Hi,
I’m doing criticality calculations for a hexagonal single assembly. The fuel channel is a cylinder containing LiF-BeF2-ThF4-UF4 molten salt with a graphite hexagonal moderator surrounded.
However, there is a mismatch between keff results:
OpenMC → keff = 0.99339 +/- 0.00070
SCALE6.1 → keff = 1.00670 + - 0.00044
Both OpenMC and SCALE6.1 use the ENDF/B7.1.
Both OpenMC and SCALE6.1 use the same geometry、nuclide atom density and MC settings.

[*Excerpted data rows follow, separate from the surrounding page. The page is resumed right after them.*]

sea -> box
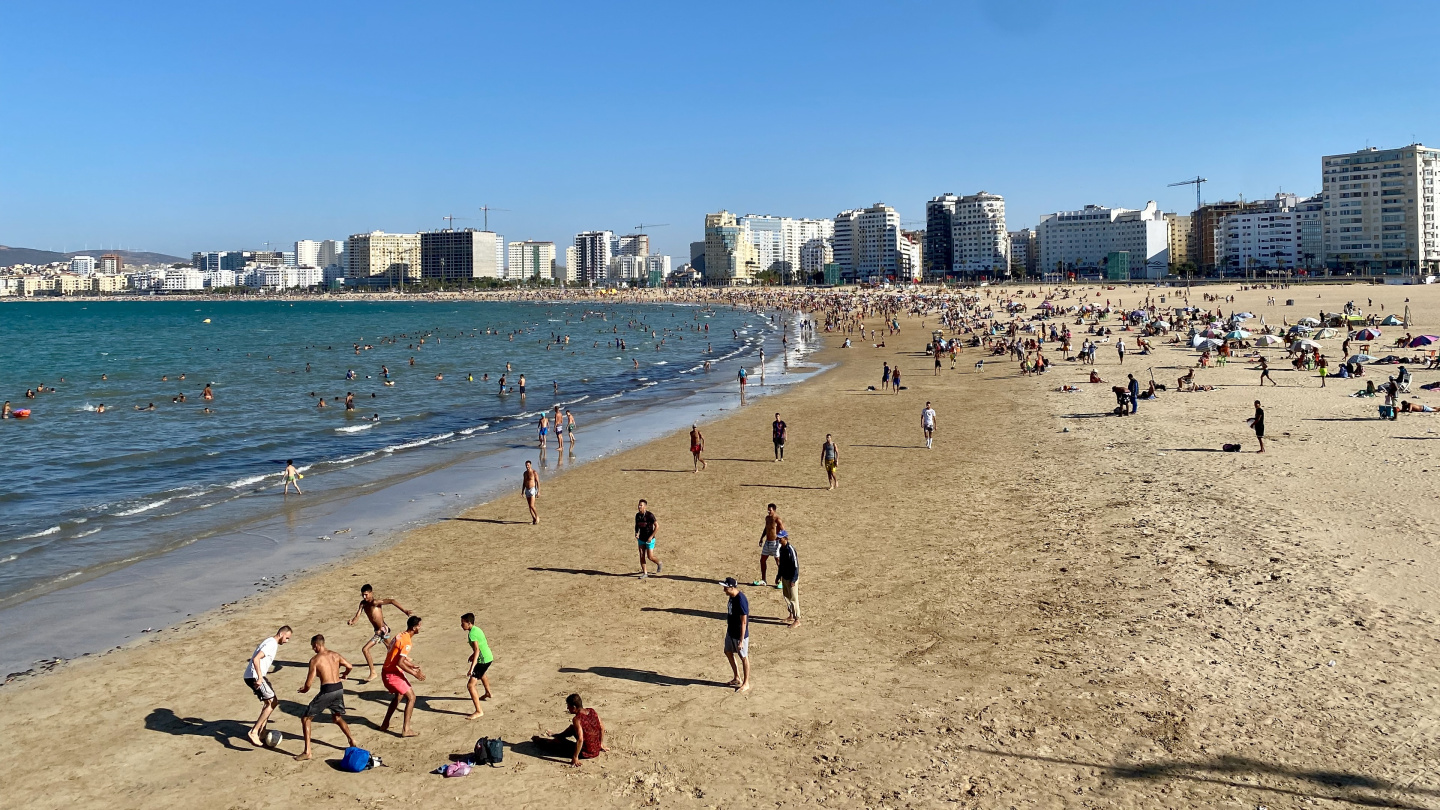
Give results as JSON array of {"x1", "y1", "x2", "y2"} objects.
[{"x1": 0, "y1": 300, "x2": 800, "y2": 641}]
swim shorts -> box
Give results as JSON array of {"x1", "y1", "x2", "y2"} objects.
[
  {"x1": 380, "y1": 672, "x2": 410, "y2": 695},
  {"x1": 304, "y1": 683, "x2": 346, "y2": 718},
  {"x1": 245, "y1": 677, "x2": 275, "y2": 703}
]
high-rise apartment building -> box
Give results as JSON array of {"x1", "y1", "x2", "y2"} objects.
[
  {"x1": 295, "y1": 239, "x2": 325, "y2": 267},
  {"x1": 1009, "y1": 228, "x2": 1040, "y2": 278},
  {"x1": 1037, "y1": 200, "x2": 1169, "y2": 278},
  {"x1": 346, "y1": 231, "x2": 420, "y2": 284},
  {"x1": 1320, "y1": 144, "x2": 1440, "y2": 271},
  {"x1": 924, "y1": 193, "x2": 960, "y2": 278},
  {"x1": 1165, "y1": 213, "x2": 1192, "y2": 270},
  {"x1": 950, "y1": 192, "x2": 1009, "y2": 277},
  {"x1": 505, "y1": 242, "x2": 554, "y2": 281},
  {"x1": 613, "y1": 233, "x2": 649, "y2": 257},
  {"x1": 706, "y1": 210, "x2": 759, "y2": 284},
  {"x1": 420, "y1": 228, "x2": 505, "y2": 281},
  {"x1": 570, "y1": 231, "x2": 615, "y2": 284}
]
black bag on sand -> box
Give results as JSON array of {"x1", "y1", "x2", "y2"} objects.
[{"x1": 469, "y1": 736, "x2": 505, "y2": 768}]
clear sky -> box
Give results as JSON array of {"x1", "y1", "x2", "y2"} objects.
[{"x1": 0, "y1": 0, "x2": 1440, "y2": 257}]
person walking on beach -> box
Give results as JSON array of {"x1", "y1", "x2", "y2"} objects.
[
  {"x1": 635, "y1": 499, "x2": 664, "y2": 579},
  {"x1": 720, "y1": 577, "x2": 750, "y2": 692},
  {"x1": 1250, "y1": 399, "x2": 1264, "y2": 453},
  {"x1": 750, "y1": 503, "x2": 785, "y2": 588},
  {"x1": 281, "y1": 458, "x2": 305, "y2": 494},
  {"x1": 245, "y1": 624, "x2": 291, "y2": 748},
  {"x1": 380, "y1": 615, "x2": 425, "y2": 736},
  {"x1": 520, "y1": 461, "x2": 540, "y2": 526},
  {"x1": 295, "y1": 634, "x2": 356, "y2": 762},
  {"x1": 346, "y1": 582, "x2": 410, "y2": 683},
  {"x1": 1260, "y1": 357, "x2": 1280, "y2": 388},
  {"x1": 530, "y1": 695, "x2": 609, "y2": 768},
  {"x1": 819, "y1": 434, "x2": 840, "y2": 489},
  {"x1": 770, "y1": 414, "x2": 786, "y2": 461},
  {"x1": 459, "y1": 613, "x2": 495, "y2": 721},
  {"x1": 776, "y1": 535, "x2": 801, "y2": 627},
  {"x1": 690, "y1": 424, "x2": 706, "y2": 473}
]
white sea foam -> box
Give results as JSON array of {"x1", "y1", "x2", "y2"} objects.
[{"x1": 115, "y1": 497, "x2": 171, "y2": 517}]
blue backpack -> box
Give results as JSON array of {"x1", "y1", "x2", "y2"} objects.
[{"x1": 340, "y1": 745, "x2": 370, "y2": 774}]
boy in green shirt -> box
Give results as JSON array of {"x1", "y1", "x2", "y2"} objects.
[{"x1": 459, "y1": 613, "x2": 495, "y2": 719}]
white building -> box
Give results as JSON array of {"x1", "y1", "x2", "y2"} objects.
[
  {"x1": 1220, "y1": 193, "x2": 1313, "y2": 272},
  {"x1": 739, "y1": 213, "x2": 835, "y2": 282},
  {"x1": 505, "y1": 241, "x2": 554, "y2": 281},
  {"x1": 1320, "y1": 144, "x2": 1440, "y2": 270},
  {"x1": 295, "y1": 239, "x2": 325, "y2": 267},
  {"x1": 950, "y1": 192, "x2": 1009, "y2": 277},
  {"x1": 164, "y1": 267, "x2": 204, "y2": 293},
  {"x1": 200, "y1": 268, "x2": 235, "y2": 288},
  {"x1": 554, "y1": 245, "x2": 580, "y2": 284},
  {"x1": 1035, "y1": 200, "x2": 1169, "y2": 278}
]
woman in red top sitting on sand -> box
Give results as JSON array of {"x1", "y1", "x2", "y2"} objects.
[{"x1": 530, "y1": 695, "x2": 608, "y2": 768}]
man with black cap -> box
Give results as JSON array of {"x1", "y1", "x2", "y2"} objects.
[{"x1": 720, "y1": 577, "x2": 750, "y2": 692}]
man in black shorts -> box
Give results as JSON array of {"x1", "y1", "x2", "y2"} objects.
[{"x1": 295, "y1": 636, "x2": 356, "y2": 762}]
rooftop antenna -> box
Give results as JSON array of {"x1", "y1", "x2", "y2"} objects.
[
  {"x1": 1171, "y1": 174, "x2": 1210, "y2": 210},
  {"x1": 480, "y1": 205, "x2": 510, "y2": 232}
]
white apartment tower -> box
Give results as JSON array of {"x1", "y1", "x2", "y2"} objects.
[
  {"x1": 950, "y1": 192, "x2": 1009, "y2": 277},
  {"x1": 1320, "y1": 144, "x2": 1440, "y2": 270},
  {"x1": 1035, "y1": 200, "x2": 1169, "y2": 278}
]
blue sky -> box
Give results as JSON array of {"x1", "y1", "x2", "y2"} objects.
[{"x1": 0, "y1": 0, "x2": 1440, "y2": 257}]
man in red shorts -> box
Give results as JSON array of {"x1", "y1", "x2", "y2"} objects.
[{"x1": 380, "y1": 615, "x2": 425, "y2": 736}]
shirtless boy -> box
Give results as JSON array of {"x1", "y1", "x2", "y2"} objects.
[
  {"x1": 346, "y1": 582, "x2": 410, "y2": 683},
  {"x1": 295, "y1": 636, "x2": 356, "y2": 762},
  {"x1": 520, "y1": 461, "x2": 540, "y2": 526}
]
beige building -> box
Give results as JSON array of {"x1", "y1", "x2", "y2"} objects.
[
  {"x1": 1165, "y1": 213, "x2": 1195, "y2": 270},
  {"x1": 346, "y1": 231, "x2": 420, "y2": 281},
  {"x1": 706, "y1": 210, "x2": 760, "y2": 284}
]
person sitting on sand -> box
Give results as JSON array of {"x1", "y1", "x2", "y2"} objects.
[{"x1": 530, "y1": 695, "x2": 609, "y2": 768}]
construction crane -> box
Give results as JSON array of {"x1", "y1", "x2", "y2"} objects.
[
  {"x1": 480, "y1": 205, "x2": 510, "y2": 232},
  {"x1": 1171, "y1": 174, "x2": 1210, "y2": 210}
]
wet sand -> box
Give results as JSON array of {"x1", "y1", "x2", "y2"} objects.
[{"x1": 0, "y1": 281, "x2": 1440, "y2": 807}]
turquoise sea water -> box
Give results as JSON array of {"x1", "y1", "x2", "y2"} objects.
[{"x1": 0, "y1": 301, "x2": 776, "y2": 605}]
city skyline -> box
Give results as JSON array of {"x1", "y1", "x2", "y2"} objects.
[{"x1": 0, "y1": 1, "x2": 1440, "y2": 258}]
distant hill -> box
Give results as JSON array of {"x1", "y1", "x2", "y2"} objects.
[{"x1": 0, "y1": 245, "x2": 190, "y2": 267}]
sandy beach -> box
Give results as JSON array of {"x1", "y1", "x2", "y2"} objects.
[{"x1": 0, "y1": 279, "x2": 1440, "y2": 809}]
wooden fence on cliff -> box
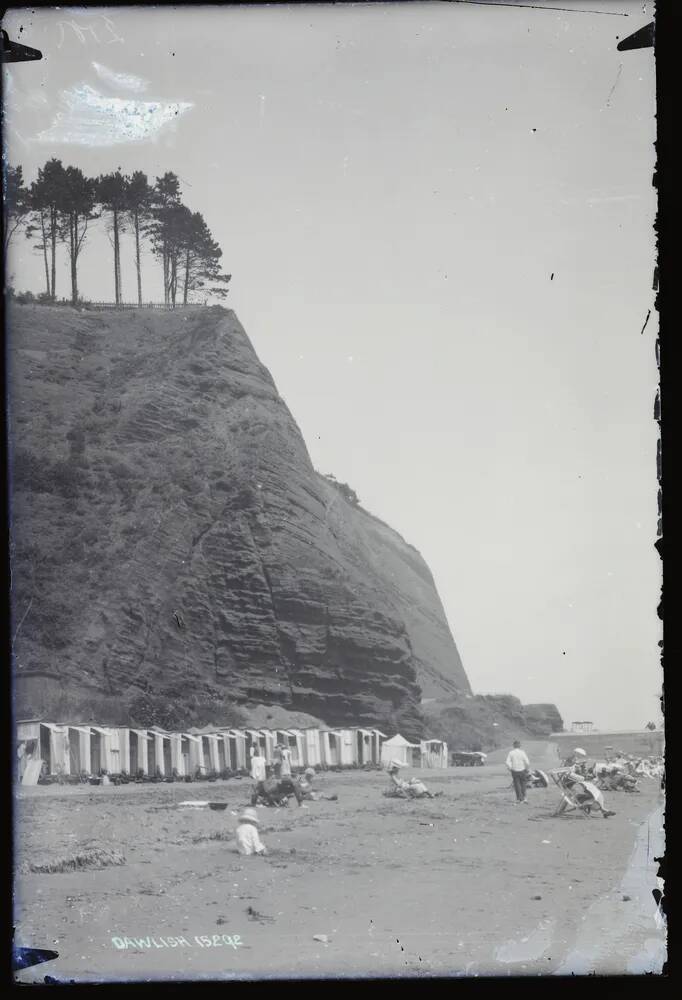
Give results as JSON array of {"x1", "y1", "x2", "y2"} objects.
[{"x1": 83, "y1": 302, "x2": 199, "y2": 310}]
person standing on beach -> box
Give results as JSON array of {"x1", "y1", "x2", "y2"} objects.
[
  {"x1": 272, "y1": 743, "x2": 282, "y2": 781},
  {"x1": 506, "y1": 740, "x2": 530, "y2": 804},
  {"x1": 251, "y1": 747, "x2": 267, "y2": 784}
]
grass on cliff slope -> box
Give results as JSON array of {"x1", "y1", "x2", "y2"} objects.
[{"x1": 422, "y1": 694, "x2": 563, "y2": 753}]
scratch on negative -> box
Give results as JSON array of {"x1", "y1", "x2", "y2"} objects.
[
  {"x1": 12, "y1": 598, "x2": 33, "y2": 646},
  {"x1": 606, "y1": 63, "x2": 623, "y2": 108}
]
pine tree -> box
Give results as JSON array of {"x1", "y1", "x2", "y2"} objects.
[
  {"x1": 26, "y1": 158, "x2": 66, "y2": 301},
  {"x1": 126, "y1": 170, "x2": 154, "y2": 306},
  {"x1": 59, "y1": 167, "x2": 99, "y2": 305},
  {"x1": 97, "y1": 170, "x2": 128, "y2": 305},
  {"x1": 2, "y1": 161, "x2": 31, "y2": 254},
  {"x1": 183, "y1": 212, "x2": 231, "y2": 305},
  {"x1": 147, "y1": 171, "x2": 182, "y2": 306}
]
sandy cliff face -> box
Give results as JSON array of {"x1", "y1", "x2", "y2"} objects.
[{"x1": 9, "y1": 306, "x2": 469, "y2": 724}]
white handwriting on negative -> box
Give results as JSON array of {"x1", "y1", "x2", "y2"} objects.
[{"x1": 111, "y1": 934, "x2": 244, "y2": 951}]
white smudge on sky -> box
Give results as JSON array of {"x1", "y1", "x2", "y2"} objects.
[
  {"x1": 36, "y1": 84, "x2": 193, "y2": 146},
  {"x1": 92, "y1": 62, "x2": 149, "y2": 94}
]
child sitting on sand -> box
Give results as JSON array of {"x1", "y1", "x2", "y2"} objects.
[{"x1": 236, "y1": 809, "x2": 267, "y2": 854}]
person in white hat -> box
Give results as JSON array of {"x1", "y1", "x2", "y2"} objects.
[
  {"x1": 386, "y1": 760, "x2": 408, "y2": 798},
  {"x1": 236, "y1": 809, "x2": 267, "y2": 854}
]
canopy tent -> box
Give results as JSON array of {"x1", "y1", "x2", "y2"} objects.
[
  {"x1": 381, "y1": 733, "x2": 421, "y2": 767},
  {"x1": 420, "y1": 740, "x2": 448, "y2": 767}
]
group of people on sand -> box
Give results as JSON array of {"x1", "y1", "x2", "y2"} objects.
[
  {"x1": 506, "y1": 740, "x2": 616, "y2": 819},
  {"x1": 384, "y1": 760, "x2": 443, "y2": 799},
  {"x1": 236, "y1": 740, "x2": 636, "y2": 855}
]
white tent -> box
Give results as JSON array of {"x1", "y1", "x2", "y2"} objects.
[
  {"x1": 421, "y1": 740, "x2": 448, "y2": 767},
  {"x1": 381, "y1": 733, "x2": 421, "y2": 767}
]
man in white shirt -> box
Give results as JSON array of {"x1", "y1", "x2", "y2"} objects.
[
  {"x1": 236, "y1": 809, "x2": 267, "y2": 855},
  {"x1": 506, "y1": 740, "x2": 530, "y2": 804}
]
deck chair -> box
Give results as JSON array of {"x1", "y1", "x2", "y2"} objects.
[{"x1": 551, "y1": 767, "x2": 596, "y2": 819}]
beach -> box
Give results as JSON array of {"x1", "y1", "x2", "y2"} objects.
[{"x1": 15, "y1": 742, "x2": 665, "y2": 982}]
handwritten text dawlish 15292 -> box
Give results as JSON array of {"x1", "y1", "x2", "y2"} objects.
[{"x1": 111, "y1": 934, "x2": 244, "y2": 951}]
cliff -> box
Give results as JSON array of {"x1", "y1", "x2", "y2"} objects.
[{"x1": 8, "y1": 306, "x2": 469, "y2": 725}]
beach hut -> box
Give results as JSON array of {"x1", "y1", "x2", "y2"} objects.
[
  {"x1": 245, "y1": 729, "x2": 275, "y2": 769},
  {"x1": 147, "y1": 726, "x2": 173, "y2": 777},
  {"x1": 320, "y1": 729, "x2": 341, "y2": 767},
  {"x1": 259, "y1": 729, "x2": 277, "y2": 764},
  {"x1": 420, "y1": 740, "x2": 448, "y2": 767},
  {"x1": 64, "y1": 725, "x2": 90, "y2": 775},
  {"x1": 227, "y1": 729, "x2": 248, "y2": 771},
  {"x1": 201, "y1": 733, "x2": 220, "y2": 772},
  {"x1": 216, "y1": 731, "x2": 230, "y2": 774},
  {"x1": 372, "y1": 729, "x2": 386, "y2": 764},
  {"x1": 16, "y1": 719, "x2": 69, "y2": 780},
  {"x1": 89, "y1": 726, "x2": 130, "y2": 775},
  {"x1": 129, "y1": 729, "x2": 150, "y2": 777},
  {"x1": 336, "y1": 729, "x2": 358, "y2": 767},
  {"x1": 381, "y1": 733, "x2": 421, "y2": 767},
  {"x1": 110, "y1": 726, "x2": 130, "y2": 774},
  {"x1": 181, "y1": 733, "x2": 206, "y2": 777},
  {"x1": 353, "y1": 727, "x2": 374, "y2": 767},
  {"x1": 16, "y1": 719, "x2": 41, "y2": 785},
  {"x1": 303, "y1": 726, "x2": 322, "y2": 767},
  {"x1": 168, "y1": 733, "x2": 187, "y2": 778},
  {"x1": 275, "y1": 729, "x2": 306, "y2": 767}
]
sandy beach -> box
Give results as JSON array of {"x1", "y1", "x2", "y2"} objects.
[{"x1": 15, "y1": 743, "x2": 665, "y2": 982}]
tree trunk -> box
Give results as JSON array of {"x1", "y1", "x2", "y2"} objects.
[
  {"x1": 50, "y1": 206, "x2": 57, "y2": 302},
  {"x1": 135, "y1": 212, "x2": 142, "y2": 306},
  {"x1": 182, "y1": 250, "x2": 189, "y2": 306},
  {"x1": 163, "y1": 246, "x2": 168, "y2": 306},
  {"x1": 170, "y1": 255, "x2": 178, "y2": 309},
  {"x1": 113, "y1": 208, "x2": 121, "y2": 305},
  {"x1": 70, "y1": 212, "x2": 78, "y2": 306},
  {"x1": 40, "y1": 209, "x2": 51, "y2": 299}
]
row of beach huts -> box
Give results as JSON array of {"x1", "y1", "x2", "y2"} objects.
[{"x1": 16, "y1": 719, "x2": 448, "y2": 784}]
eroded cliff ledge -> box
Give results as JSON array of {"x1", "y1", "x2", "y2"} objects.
[{"x1": 8, "y1": 306, "x2": 469, "y2": 725}]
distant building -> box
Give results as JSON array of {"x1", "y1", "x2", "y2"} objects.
[{"x1": 571, "y1": 722, "x2": 594, "y2": 733}]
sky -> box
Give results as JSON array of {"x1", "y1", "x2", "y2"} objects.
[{"x1": 3, "y1": 0, "x2": 662, "y2": 729}]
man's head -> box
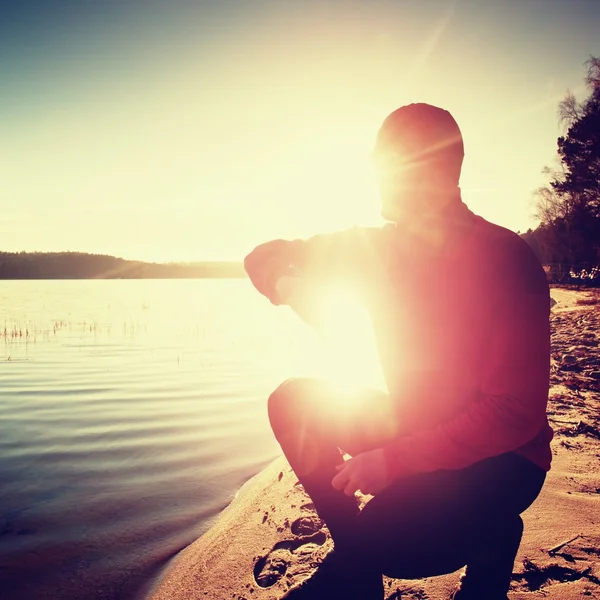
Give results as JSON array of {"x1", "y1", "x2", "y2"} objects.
[{"x1": 373, "y1": 104, "x2": 464, "y2": 223}]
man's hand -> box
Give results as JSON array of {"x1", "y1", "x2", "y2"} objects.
[
  {"x1": 331, "y1": 448, "x2": 391, "y2": 496},
  {"x1": 244, "y1": 240, "x2": 294, "y2": 304}
]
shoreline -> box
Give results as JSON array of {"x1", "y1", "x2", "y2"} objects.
[{"x1": 146, "y1": 286, "x2": 600, "y2": 600}]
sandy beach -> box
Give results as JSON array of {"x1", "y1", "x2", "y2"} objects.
[{"x1": 148, "y1": 289, "x2": 600, "y2": 600}]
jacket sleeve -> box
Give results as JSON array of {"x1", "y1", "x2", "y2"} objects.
[
  {"x1": 244, "y1": 228, "x2": 377, "y2": 305},
  {"x1": 384, "y1": 243, "x2": 550, "y2": 478}
]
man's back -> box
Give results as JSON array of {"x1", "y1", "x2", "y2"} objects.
[{"x1": 290, "y1": 205, "x2": 552, "y2": 478}]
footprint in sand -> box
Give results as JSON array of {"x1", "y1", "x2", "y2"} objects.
[
  {"x1": 512, "y1": 560, "x2": 600, "y2": 592},
  {"x1": 254, "y1": 515, "x2": 327, "y2": 588}
]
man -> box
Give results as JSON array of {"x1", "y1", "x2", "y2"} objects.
[{"x1": 245, "y1": 104, "x2": 552, "y2": 600}]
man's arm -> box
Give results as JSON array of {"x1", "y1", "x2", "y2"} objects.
[
  {"x1": 384, "y1": 245, "x2": 550, "y2": 477},
  {"x1": 244, "y1": 228, "x2": 380, "y2": 318}
]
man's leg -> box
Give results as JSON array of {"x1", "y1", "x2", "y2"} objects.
[
  {"x1": 269, "y1": 378, "x2": 395, "y2": 547},
  {"x1": 354, "y1": 453, "x2": 545, "y2": 600}
]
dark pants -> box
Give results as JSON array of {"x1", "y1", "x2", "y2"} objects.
[{"x1": 269, "y1": 379, "x2": 545, "y2": 589}]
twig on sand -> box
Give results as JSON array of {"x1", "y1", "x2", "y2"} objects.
[{"x1": 546, "y1": 533, "x2": 581, "y2": 555}]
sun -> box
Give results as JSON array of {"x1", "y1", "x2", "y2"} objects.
[{"x1": 308, "y1": 286, "x2": 385, "y2": 397}]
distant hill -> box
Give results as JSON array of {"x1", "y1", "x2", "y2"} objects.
[{"x1": 0, "y1": 252, "x2": 246, "y2": 279}]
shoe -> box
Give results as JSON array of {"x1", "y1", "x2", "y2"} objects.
[
  {"x1": 450, "y1": 516, "x2": 523, "y2": 600},
  {"x1": 281, "y1": 550, "x2": 384, "y2": 600}
]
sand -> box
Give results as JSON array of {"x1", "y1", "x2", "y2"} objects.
[{"x1": 148, "y1": 289, "x2": 600, "y2": 600}]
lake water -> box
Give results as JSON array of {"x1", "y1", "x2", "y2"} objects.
[{"x1": 0, "y1": 280, "x2": 384, "y2": 600}]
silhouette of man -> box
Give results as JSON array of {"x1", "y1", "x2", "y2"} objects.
[{"x1": 245, "y1": 104, "x2": 552, "y2": 600}]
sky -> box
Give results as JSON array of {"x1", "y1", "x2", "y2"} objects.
[{"x1": 0, "y1": 0, "x2": 600, "y2": 262}]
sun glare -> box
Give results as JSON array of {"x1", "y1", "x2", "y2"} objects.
[{"x1": 308, "y1": 287, "x2": 385, "y2": 401}]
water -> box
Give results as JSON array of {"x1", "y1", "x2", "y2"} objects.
[{"x1": 0, "y1": 280, "x2": 382, "y2": 600}]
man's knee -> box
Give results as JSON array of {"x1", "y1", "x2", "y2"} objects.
[{"x1": 267, "y1": 377, "x2": 309, "y2": 433}]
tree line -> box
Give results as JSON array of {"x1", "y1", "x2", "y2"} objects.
[
  {"x1": 0, "y1": 252, "x2": 246, "y2": 279},
  {"x1": 522, "y1": 56, "x2": 600, "y2": 284}
]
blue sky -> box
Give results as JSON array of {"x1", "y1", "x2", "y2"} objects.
[{"x1": 0, "y1": 0, "x2": 600, "y2": 261}]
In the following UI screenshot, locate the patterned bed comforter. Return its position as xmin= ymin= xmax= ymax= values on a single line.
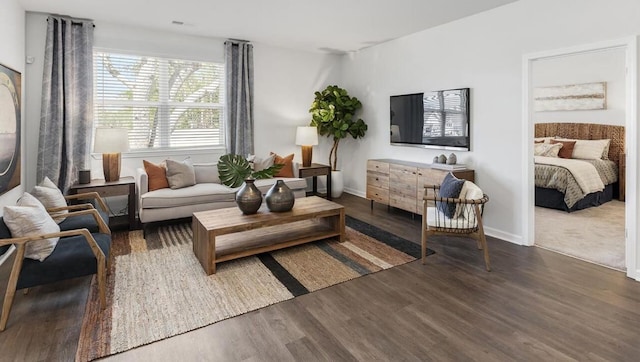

I don’t know how this happens. Please excuse my lack of knowledge on OpenMC as I am practically new to it and still on a learning curve.
I’d be grateful if somebody could point me in the right direction!
Thanks,
Chen
1.OpenMC code:
fuel_svf = openmc.Material(name=“fuel_svf”, temperature=900.0,material_id=1)
fuel_svf.add_nuclide(‘Li6’,0.107126E-05)
fuel_svf.add_nuclide(‘Li7’,0.214242E-01)
fuel_svf.add_nuclide(‘F19’,0.474416E-01)
fuel_svf.add_nuclide(‘Be9’,0.535632E-02)
fuel_svf.add_nuclide(‘Th232’,0.375799E-02)
fuel_svf.add_nuclide(‘U233’,0.679487E-04)
graphite_moderator = openmc.Material(name=“graphite_moderator”,temperature=900.0,material_id=2)
graphite_moderator.set_density(“g/cm3”, density=1.86)
graphite_moderator.add_element(element=“C”, percent=1.0, percent_type=“ao”)
graphite_moderator.add_s_alpha_beta(‘c_Graphite’)
materials = openmc.Materials([fuel_svf, graphite_moderator])
fuel_svf_cylinder = openmc.ZCylinder(r=16.27,surface_id=1)
hex_zplane_up = openmc.ZPlane(z0=147,boundary_type=‘reflective’,surface_id=2)
hex_zplane_down = openmc.ZPlane(z0=-147,boundary_type=‘reflective’,surface_id=3)
fuel_svf_cell = openmc.Cell(name=“fuel_svf_cell”,cell_id=2)
fuel_svf_cell.fill = fuel_svf
fuel_svf_cell.region = -fuel_svf_cylinder & -hex_zplane_up & +hex_zplane_down
hex = openmc.hexagonal_prism(edge_length=40,orientation=‘x’,boundary_type=‘reflective’)
hex_cell = openmc.Cell(name=“hex_cell”,cell_id=3)
hex_cell.fill = graphite_moderator
hex_cell.region = +fuel_svf_cylinder & hex & -hex_zplane_up & +hex_zplane_down
assembly_universe = openmc.Universe(name=“whole_assembly_universe”)
assembly_universe.add_cells([fuel_svf_cell,hex_cell])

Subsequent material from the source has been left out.